Some players are just injury prone.
No matter who they play for, what fitness regime they are under, how little or how much they play, their bodies will break down.
Whether it is Jack Wilshere or Abou Diaby, Jamie Redknapp or Daniel Sturridge. Or the original sicknote Darren Anderton. Some players will just always be out with injuries.
That is why it was no surprise to me when I heard about the news that Alex Oxlade-Chamberlain would miss most of the 2018/19 season with injury.
When Arsenal sold him for £40m in the summer of 2017, I was delighted.
It was daylight robbery. We had got a huge transfer fee for a player who was injury prone and inconsistent.
Whilst some would point to “poor coaching”, the reality was this extremely talented individual was not living up to the hype. He was inconsistent who delivered a lot of dross with a little bit of magic occasionally thrown in.
He would beat three men, then run the ball out of play, or over hit his cross.

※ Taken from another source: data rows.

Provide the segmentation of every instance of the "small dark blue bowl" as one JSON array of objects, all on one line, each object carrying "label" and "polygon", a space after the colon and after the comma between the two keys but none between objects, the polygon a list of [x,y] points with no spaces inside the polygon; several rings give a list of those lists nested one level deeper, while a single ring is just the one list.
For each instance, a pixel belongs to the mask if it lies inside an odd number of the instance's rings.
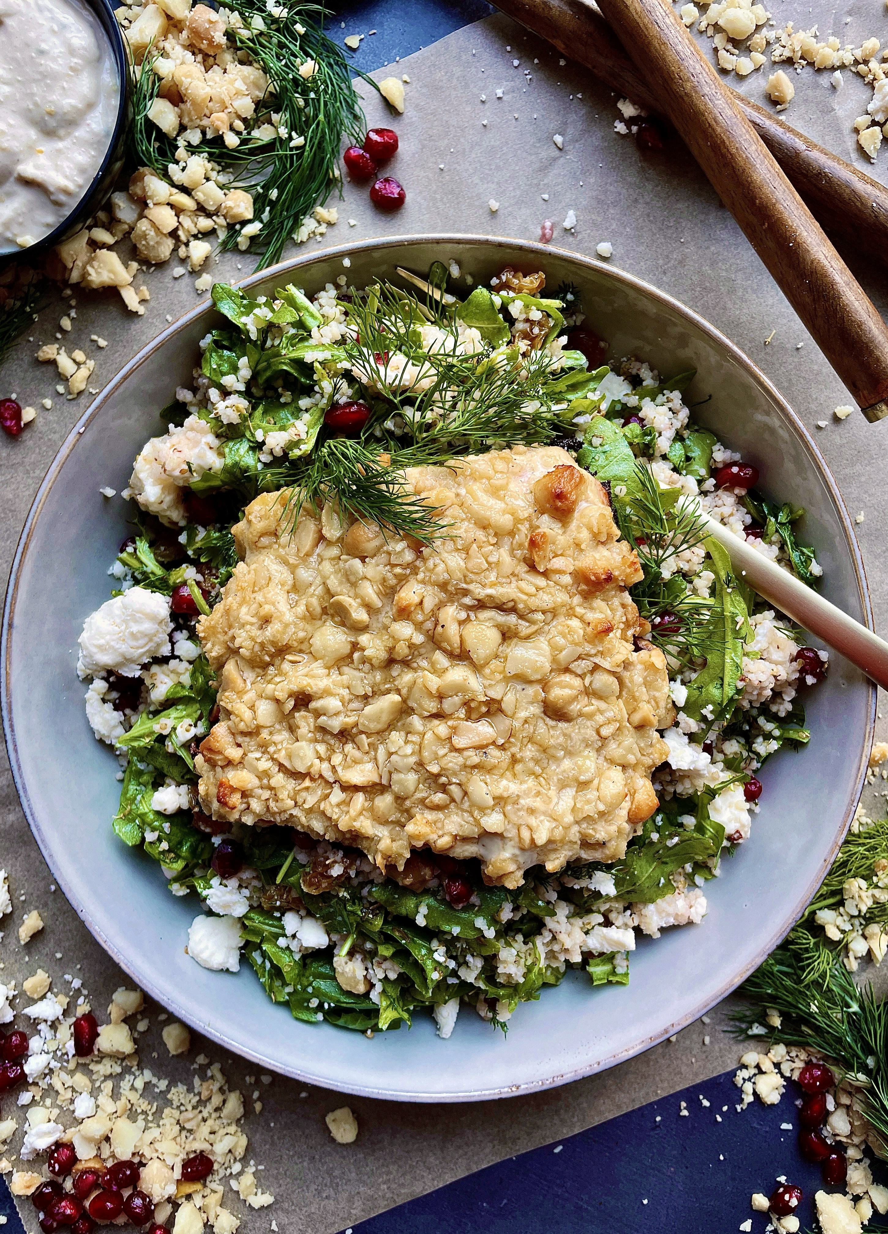
[{"label": "small dark blue bowl", "polygon": [[121,168],[123,167],[126,144],[130,135],[130,123],[132,121],[132,77],[130,73],[130,54],[123,37],[123,31],[117,23],[117,19],[113,15],[113,10],[109,0],[84,0],[84,2],[86,7],[95,14],[99,25],[107,35],[109,42],[111,43],[111,57],[117,73],[117,80],[120,83],[120,101],[117,104],[117,117],[115,120],[111,141],[107,151],[105,152],[105,158],[101,160],[99,170],[92,176],[91,184],[68,217],[64,218],[58,227],[51,231],[47,236],[42,236],[36,244],[30,244],[27,248],[10,249],[10,252],[0,254],[0,262],[4,262],[10,257],[23,257],[25,254],[32,255],[36,253],[42,254],[47,249],[53,248],[56,244],[60,244],[63,239],[68,239],[69,236],[78,232],[90,215],[94,215],[95,211],[99,210],[107,195],[111,193],[115,180],[120,175]]}]

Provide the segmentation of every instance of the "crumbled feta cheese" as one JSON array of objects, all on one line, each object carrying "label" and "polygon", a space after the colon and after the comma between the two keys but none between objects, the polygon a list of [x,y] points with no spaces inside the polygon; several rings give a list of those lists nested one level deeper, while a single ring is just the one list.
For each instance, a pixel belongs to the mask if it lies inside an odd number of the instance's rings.
[{"label": "crumbled feta cheese", "polygon": [[112,669],[125,677],[136,677],[146,660],[166,655],[173,628],[169,600],[157,591],[131,587],[122,596],[106,600],[84,622],[78,639],[80,677],[96,676]]},{"label": "crumbled feta cheese", "polygon": [[240,970],[240,927],[236,917],[195,917],[189,927],[189,955],[202,969]]}]

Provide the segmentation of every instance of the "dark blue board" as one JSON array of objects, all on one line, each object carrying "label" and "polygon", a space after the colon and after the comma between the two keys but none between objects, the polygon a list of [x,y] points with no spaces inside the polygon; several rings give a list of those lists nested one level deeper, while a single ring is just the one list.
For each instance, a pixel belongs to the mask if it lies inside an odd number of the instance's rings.
[{"label": "dark blue board", "polygon": [[[479,1170],[354,1225],[352,1234],[730,1234],[750,1218],[752,1234],[763,1234],[767,1215],[752,1212],[750,1197],[771,1195],[778,1175],[804,1191],[798,1215],[805,1230],[814,1225],[813,1197],[823,1183],[796,1145],[798,1093],[789,1083],[778,1104],[756,1099],[738,1113],[740,1092],[726,1071]],[[502,1112],[508,1118],[507,1101]],[[782,1123],[793,1129],[782,1130]],[[883,1182],[888,1171],[873,1172]],[[876,1217],[866,1229],[886,1228]]]}]

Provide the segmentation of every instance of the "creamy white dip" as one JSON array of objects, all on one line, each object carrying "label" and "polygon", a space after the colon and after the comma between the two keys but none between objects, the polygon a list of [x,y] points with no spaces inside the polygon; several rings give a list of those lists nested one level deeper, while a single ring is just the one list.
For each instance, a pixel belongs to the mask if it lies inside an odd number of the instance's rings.
[{"label": "creamy white dip", "polygon": [[0,0],[0,253],[74,210],[111,144],[120,89],[80,0]]}]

And how often did he play a cross field ball that would whistle over his opposite wingers head and out of play?
He was frustrating.
At Liverpool he did not really improve. Some people decided to get hyped up about him. Those who used him to highlight Arsene Wenger killing players careers. The Liverpool fans who refused to accept their club had wasted £40m. And the Scouse loving media who wanted to paint Jurgen Klopp and Liverpool in a positive light.

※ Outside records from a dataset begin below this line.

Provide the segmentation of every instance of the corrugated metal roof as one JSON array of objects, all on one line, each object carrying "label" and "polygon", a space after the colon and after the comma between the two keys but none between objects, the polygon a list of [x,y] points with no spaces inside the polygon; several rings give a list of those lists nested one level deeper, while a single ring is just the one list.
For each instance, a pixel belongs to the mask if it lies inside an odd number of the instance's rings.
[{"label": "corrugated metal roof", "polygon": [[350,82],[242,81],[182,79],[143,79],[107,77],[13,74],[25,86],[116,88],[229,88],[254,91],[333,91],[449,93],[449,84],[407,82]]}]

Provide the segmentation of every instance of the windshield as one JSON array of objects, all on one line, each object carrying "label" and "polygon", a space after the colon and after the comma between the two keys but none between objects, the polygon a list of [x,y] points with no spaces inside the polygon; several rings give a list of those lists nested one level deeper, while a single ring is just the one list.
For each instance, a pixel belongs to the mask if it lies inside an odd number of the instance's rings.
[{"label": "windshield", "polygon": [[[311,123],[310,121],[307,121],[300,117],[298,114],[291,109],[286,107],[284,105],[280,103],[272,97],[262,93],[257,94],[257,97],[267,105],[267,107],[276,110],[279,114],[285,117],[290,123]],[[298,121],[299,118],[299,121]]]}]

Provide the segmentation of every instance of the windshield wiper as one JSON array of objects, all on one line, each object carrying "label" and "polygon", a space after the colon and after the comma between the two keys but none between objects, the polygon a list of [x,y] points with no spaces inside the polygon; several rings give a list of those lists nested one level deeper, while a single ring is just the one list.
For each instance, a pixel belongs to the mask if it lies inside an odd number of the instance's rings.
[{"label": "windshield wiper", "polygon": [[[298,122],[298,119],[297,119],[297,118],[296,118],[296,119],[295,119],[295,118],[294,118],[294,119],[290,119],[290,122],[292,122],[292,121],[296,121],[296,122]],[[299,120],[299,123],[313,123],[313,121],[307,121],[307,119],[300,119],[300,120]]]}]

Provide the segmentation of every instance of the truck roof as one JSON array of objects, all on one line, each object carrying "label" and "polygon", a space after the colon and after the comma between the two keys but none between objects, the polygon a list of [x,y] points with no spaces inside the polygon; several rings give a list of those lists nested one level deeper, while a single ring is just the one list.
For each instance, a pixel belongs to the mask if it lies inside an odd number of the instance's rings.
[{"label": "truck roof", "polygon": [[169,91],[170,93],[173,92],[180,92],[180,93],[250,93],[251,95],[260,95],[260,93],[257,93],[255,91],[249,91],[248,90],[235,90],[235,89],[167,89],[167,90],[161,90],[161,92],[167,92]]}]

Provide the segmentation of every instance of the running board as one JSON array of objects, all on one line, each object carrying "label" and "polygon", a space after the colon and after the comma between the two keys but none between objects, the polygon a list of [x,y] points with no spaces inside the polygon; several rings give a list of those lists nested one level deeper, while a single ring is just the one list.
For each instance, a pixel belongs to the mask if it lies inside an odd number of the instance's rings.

Oxlade-Chamberlain did two things for the media. It gave them a reason to criticise Arsenal and Wenger, whilst praising Liverpool and Klopp.
Last season, he started just 14 league games; which highlights his inconsistency that he was not a first team regular for Liverpool. He scored just 3 goals with 7 assists. The year before playing right back for Arsenal he played a similar amount of minutes, scoring 2 goals with 7 assists.
In fact, when you analyse his statistics from the last two years, you can see how little he did actually improve; if at all.
On leaving, he seemed to blame Arsenal for a lot of his failures. A frustration of playing out of position they key one. What he failed to do was take any blame for his lack of improvement.
Players themselves have to be hungry and have the desire to improve. You could have the best teachers in the world, but if the student is lazy and disinterested, there will not be improvements.
Oxlade-Chamberlain thought he was good enough to play regularly in the centre of the park for a top team. He literally thought he was better than what he was. He moved to Liverpool and failed to play regularly in the middle of the park.
Compare him to Aaron Ramsey.
The Welshman is vastly superior, and it was him that was keeping the Englishman out of the Arsenal team.
I always compare Theo Walcott to Oxlade-Chamberlain.
The Ox is clearly the more naturally gifted, technical footballer, but he had very little output. He does not get the goals or assists that his natural talent should bring.
Meanwhile, Walcott is less talented, but his output was incredible.
Oxlade-Chamberlain turns 25 in August, he has just 12 career Premier League goals. Walcott turned 25 in 2014. In the season before he scored 14 goals in the single season.
Even if we remove the debate about his talent, there can be no debate over his awful injury record.
He has missed 600 days out injured since the beginning of the 2012/13 season. That is an incredible amount of time.
By the time he is out injured for the entire 2018/19 season, it will be nearly 1,000 days out injured in 6 years.
At the moment, he is injured about 30% of the time. A year out will take him towards 40% out injured.
There is no debate to be had. If you have 40% of your time off work, out sick, you would be sacked. This is football so it is different, but not being available for 40% of the time is incredible.
History continually repeats himself. A player with a horrendous injury record will not suddenly get better. Oxlade-Chamberlain, like Daniel Sturridge, will always limp from injury to injury.
Arsenal got £40million for an injury prone, inconsistent player 12 months ago. What a deal we got. And we laughed all the way to the bank.